Alex was ook kort in zijn uitleg. Maar van al die Engelsen had hij er een kwaliteit bij. Een enkele keer ontpopte hij zich als een waar psycholoog. Ik verhaal er over omdat het mijn methode ondersteunt. Het was ook de enige keer dat hij dat gedaan heeft. Het gaat over het genoemde stuk. Het was de laatste repetitie. Er was voor wat publiek gezorgd. In een lange zin van mijn tegenspeler geef ik een enthousiaste schreeuw ondersteund door een rare beweging. De mensen lagen dubbel.
Na afloop overlaadde hij me met complimenten, vond dat deze uitschieter absolutely marvelous was en me enthousiast vroeg waarom ik dat gedaan had. En ik even enthousiast antwoordde: ”Zomaar.”
Van zijn, wel zeer korte reactie bevroor ik haast: “Keep it out.” Weg d’r mee dus. Pas de volgende dag nam hij me even apart. Iets van een samenzwering had het; sprak heel gearticuleerd: “Bij wat je gisteren deed, waren je stem, je beweging en het moment, tot in de perfectie goed. Je intuïtie was de drijfveer. Maar de tweede keer is het geen intuïtie meer; geef je een kopie er van. En is een kopie niet altijd minder dan het origineel? Elke keer zal je die schreeuw ietsje meer overdrijven; om toch weer die zelfde lach te krijgen. En bij de zoveelste voorstelling is die zo groot geworden dat het publiek je niet een lach, maar een bleek applausje geeft, omdat je er zo duidelijk naar vraagt. Maar je goodwill heb je voor enkele minuten verspeeld. Soms zijn dat er wel tien”
Het was een meesterlijk uitleg. Hij zei nog dat ik het in de try-outs mocht proberen. Maar dat deed ik niet, ik had het begrepen, honderd procent. Het was ook het moment dat ik besloot me nog alleen met dit genre bezig te houden. Goeie vent was het.

Over Pjotr Sjarov

Goeie vent. Dat kan ook van deze Russische gigant gezegd worden. Wat de techniek betreft, heb ik alles van Alexander Doré geleerd. Maar er ontbrak wat aan. Toch. En dat leerde ik van deze bejaarde maestro. Van hem heb ik les gehad op de Toneelschool. Ze waren ronduit geweldig, die lessen. En, vraagteken-vaagteken: ik vergat ze! Hoe dat gekomen is? Voor de buitenstaander raadselachtig. Voor de insider minder. Een schoolvoorbeeld van verdringing.

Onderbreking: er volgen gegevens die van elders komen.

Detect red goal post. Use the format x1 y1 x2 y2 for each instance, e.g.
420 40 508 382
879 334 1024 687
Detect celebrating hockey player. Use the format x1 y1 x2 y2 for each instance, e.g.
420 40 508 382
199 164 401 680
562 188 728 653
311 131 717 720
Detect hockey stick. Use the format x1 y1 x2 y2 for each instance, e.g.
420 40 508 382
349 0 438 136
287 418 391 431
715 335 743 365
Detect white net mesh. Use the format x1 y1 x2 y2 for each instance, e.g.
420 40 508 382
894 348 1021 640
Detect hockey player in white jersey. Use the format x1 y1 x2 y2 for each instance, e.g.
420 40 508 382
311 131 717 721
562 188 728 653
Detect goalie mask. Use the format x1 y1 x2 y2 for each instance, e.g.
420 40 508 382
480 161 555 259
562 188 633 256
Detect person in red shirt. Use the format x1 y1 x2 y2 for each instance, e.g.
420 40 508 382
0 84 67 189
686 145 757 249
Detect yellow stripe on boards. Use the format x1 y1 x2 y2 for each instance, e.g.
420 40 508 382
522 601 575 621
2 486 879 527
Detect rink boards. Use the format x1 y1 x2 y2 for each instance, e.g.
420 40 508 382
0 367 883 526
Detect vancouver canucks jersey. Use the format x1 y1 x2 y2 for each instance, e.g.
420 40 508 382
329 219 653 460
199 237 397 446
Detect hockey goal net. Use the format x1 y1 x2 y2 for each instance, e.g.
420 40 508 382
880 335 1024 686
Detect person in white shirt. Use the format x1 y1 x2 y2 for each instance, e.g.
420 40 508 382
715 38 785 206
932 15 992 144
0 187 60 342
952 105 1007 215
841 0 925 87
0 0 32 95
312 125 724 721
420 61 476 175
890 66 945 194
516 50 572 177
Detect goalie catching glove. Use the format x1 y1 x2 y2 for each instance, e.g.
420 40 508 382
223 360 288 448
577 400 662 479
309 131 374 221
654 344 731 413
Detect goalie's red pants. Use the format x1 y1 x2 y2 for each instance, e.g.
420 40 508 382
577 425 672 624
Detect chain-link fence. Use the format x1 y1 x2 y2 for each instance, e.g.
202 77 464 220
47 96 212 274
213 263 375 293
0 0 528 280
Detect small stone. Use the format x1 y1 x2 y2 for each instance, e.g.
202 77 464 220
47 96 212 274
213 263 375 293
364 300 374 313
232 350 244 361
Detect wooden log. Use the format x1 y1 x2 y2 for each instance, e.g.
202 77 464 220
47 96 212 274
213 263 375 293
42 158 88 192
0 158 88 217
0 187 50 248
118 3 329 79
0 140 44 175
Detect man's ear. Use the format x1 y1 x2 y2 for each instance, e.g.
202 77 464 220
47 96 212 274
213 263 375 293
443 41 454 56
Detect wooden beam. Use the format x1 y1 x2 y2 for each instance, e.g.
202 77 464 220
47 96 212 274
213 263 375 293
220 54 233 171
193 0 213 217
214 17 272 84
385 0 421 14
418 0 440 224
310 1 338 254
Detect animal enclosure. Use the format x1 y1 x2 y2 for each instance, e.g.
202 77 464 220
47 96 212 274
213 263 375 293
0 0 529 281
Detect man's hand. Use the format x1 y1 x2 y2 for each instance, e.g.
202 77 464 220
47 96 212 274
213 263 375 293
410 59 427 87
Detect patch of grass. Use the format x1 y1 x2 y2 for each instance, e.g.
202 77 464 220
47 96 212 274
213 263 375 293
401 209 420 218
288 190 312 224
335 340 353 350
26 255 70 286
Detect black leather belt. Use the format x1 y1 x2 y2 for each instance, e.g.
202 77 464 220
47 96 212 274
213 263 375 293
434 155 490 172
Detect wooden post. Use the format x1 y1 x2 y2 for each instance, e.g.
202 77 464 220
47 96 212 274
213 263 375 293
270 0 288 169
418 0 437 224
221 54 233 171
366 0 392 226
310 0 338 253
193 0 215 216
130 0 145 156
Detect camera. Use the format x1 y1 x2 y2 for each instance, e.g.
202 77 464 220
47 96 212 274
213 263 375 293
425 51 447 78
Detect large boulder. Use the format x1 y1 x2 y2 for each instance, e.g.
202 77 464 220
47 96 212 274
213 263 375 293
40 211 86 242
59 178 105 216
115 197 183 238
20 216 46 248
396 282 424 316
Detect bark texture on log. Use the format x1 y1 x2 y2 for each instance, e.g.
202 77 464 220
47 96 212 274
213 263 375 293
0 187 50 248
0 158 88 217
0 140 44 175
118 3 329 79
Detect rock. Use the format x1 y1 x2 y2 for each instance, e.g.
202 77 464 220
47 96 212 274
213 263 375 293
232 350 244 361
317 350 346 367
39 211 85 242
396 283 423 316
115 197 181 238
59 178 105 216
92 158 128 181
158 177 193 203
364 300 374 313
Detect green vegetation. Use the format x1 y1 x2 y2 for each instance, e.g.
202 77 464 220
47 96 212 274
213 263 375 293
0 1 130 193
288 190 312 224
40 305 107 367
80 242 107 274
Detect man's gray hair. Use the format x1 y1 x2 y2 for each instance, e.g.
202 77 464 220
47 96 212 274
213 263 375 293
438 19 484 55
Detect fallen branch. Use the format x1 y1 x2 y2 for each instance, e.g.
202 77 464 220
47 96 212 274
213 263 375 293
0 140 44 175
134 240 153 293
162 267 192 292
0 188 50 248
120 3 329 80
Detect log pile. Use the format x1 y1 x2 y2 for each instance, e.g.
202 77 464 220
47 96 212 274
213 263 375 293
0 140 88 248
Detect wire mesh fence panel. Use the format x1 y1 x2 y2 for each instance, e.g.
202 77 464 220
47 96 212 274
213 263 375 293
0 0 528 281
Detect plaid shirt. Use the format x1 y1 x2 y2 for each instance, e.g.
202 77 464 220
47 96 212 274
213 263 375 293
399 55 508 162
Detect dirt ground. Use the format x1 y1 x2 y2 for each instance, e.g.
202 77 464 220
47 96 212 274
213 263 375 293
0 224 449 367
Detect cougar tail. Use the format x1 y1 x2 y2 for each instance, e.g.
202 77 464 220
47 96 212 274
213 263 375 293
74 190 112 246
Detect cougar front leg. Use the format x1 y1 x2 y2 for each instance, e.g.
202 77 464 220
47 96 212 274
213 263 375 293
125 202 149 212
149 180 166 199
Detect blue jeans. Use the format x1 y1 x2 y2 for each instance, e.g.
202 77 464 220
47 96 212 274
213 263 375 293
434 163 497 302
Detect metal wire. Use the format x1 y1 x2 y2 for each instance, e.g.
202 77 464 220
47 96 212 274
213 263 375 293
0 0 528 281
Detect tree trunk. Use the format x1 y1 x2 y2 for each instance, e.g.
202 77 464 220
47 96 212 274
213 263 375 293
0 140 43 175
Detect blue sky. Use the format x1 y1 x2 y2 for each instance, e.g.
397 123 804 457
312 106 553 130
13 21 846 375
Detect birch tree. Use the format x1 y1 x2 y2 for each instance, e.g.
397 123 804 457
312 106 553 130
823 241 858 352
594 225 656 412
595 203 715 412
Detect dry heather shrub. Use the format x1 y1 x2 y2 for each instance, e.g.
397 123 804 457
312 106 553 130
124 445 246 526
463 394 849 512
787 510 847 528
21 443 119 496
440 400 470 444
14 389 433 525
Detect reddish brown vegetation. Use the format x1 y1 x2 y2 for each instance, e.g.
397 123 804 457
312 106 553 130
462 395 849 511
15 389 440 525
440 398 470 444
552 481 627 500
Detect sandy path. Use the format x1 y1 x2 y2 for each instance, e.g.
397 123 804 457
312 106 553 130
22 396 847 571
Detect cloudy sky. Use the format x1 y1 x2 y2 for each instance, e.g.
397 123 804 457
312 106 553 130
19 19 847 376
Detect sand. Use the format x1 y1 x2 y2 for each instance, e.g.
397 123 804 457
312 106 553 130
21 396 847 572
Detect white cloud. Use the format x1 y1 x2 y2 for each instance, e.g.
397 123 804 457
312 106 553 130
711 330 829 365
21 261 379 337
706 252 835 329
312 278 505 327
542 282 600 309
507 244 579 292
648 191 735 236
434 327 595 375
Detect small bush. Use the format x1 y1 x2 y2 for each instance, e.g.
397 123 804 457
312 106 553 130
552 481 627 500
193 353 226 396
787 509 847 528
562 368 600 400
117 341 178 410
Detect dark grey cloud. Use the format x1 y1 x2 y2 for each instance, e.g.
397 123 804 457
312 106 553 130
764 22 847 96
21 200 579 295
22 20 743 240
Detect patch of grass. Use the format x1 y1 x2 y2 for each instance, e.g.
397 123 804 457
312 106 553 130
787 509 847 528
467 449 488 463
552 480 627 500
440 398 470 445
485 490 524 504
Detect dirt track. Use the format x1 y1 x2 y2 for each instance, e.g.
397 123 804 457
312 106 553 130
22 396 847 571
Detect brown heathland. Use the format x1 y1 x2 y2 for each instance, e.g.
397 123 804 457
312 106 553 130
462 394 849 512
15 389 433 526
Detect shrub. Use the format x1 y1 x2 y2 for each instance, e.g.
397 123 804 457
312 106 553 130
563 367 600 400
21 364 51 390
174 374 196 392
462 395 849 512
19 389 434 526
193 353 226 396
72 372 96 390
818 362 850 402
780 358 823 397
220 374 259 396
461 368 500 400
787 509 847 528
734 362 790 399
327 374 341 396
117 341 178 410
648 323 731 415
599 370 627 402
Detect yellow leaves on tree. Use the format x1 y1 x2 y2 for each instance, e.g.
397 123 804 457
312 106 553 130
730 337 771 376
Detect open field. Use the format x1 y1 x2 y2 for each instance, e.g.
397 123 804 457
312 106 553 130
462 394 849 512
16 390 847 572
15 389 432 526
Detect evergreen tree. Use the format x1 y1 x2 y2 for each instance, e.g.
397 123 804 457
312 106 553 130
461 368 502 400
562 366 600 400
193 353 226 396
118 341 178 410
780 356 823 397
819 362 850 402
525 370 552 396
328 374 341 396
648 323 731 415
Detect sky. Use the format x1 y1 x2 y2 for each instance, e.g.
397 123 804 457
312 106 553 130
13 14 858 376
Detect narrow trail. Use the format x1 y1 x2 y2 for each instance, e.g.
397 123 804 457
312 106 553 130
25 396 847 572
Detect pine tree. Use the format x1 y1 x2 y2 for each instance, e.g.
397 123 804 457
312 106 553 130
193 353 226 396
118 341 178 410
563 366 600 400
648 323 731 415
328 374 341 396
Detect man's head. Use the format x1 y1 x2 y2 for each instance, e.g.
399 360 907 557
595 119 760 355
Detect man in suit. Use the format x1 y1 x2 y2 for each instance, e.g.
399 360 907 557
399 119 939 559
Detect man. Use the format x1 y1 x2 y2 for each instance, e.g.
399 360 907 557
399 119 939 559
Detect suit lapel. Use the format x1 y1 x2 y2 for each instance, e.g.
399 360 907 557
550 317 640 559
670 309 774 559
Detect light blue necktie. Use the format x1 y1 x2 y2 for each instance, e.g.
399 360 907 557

Mijn Toneelschooljaren waren niet de gelukkigste.
Bij alles wat je daar moest leren, moest spelen en moest weten, slingerde het zwaard van Damocles dreigend boven je. Als je niet goed genoeg was, lag je d’r vanaf. Met hoeveel we in klas-1 begonnen weet ik niet meer; eindexamen deden we met z’n vieren. Daar kwam bij – was het een gevolg van de oorlog? – dat ik hersenbeschadiging had opgelopen. Mijn korte memorie was kapot. Ik kon dus slecht leren. Ik heb wat af moeten liegen bij de spelleraren als ik mijn tekst weer niet kende.

Terug naar Sjarov. Laatste in leven-zijnde leerling van de legendarische toneelvernieuwer Konstantin Stanislavski. Hij gaf les aan de twee hoogste klassen. En wij, van de eerste klas mochten kijken en luisteren. Overdag regisseerde hij een van de grote gezelschappen, ’s-avonds was hij op de Toneelschool.

Werkelijk, ik zoog alles wat Alex mij vertelde in me op, maar voelde bij vlagen dat daar iets aan ontbrak. Het gebeurde zelfs tijdens het spelen. Kon het niet omschrijven. Ik zocht in alle mogelijke richtingen, met nul als resultaat.
Bizar. Omdat ik toevallig over mijn radiootje de naam Sjarov hoorde, had ik zijn lessen gelijk op mijn netvlies. Als je mijn methode gelezen hebt zal het duidelijk worden hoe belangrijk deze bejaarde Rus is geweest.
Het eerste dat ik ‘zag gebeuren’ was dat ik hem weer met zijn leerlingen om de tafel zag zitten. Dat ze dat heel lang deden en dat ze echt spéélden. Dat ze het script al heel gauw van zich weg moesten schuiven; bij uitzondering mochten inzien. Ik zag weer hun gezichten en de bewegingen van het bovenlichaam. Dat die met de dag expressiever oogden. In mijn herinnering hoorde ik hem weer “stop” roepen met die donkerbruine stem en dat ze het fragment weer opnieuw moesten spelen; voor de zoveelste keer. Ja echt, om de tafel hoor! Weer klonk in mijn gedachte zijn “Gut aber nein…zurück.” Weer zag ik hoe bij de leerlingen het zweet van de gezichten droop, maar ook dat de verschillende karakters zichtbaar werden; als vanzelf. Zonder hij daar iets over zei. En dat ik daar waanzinnig enthousiast over was. Wist dat ik daar later profijt van zou hebben…Ik voelde het. Ik wist het.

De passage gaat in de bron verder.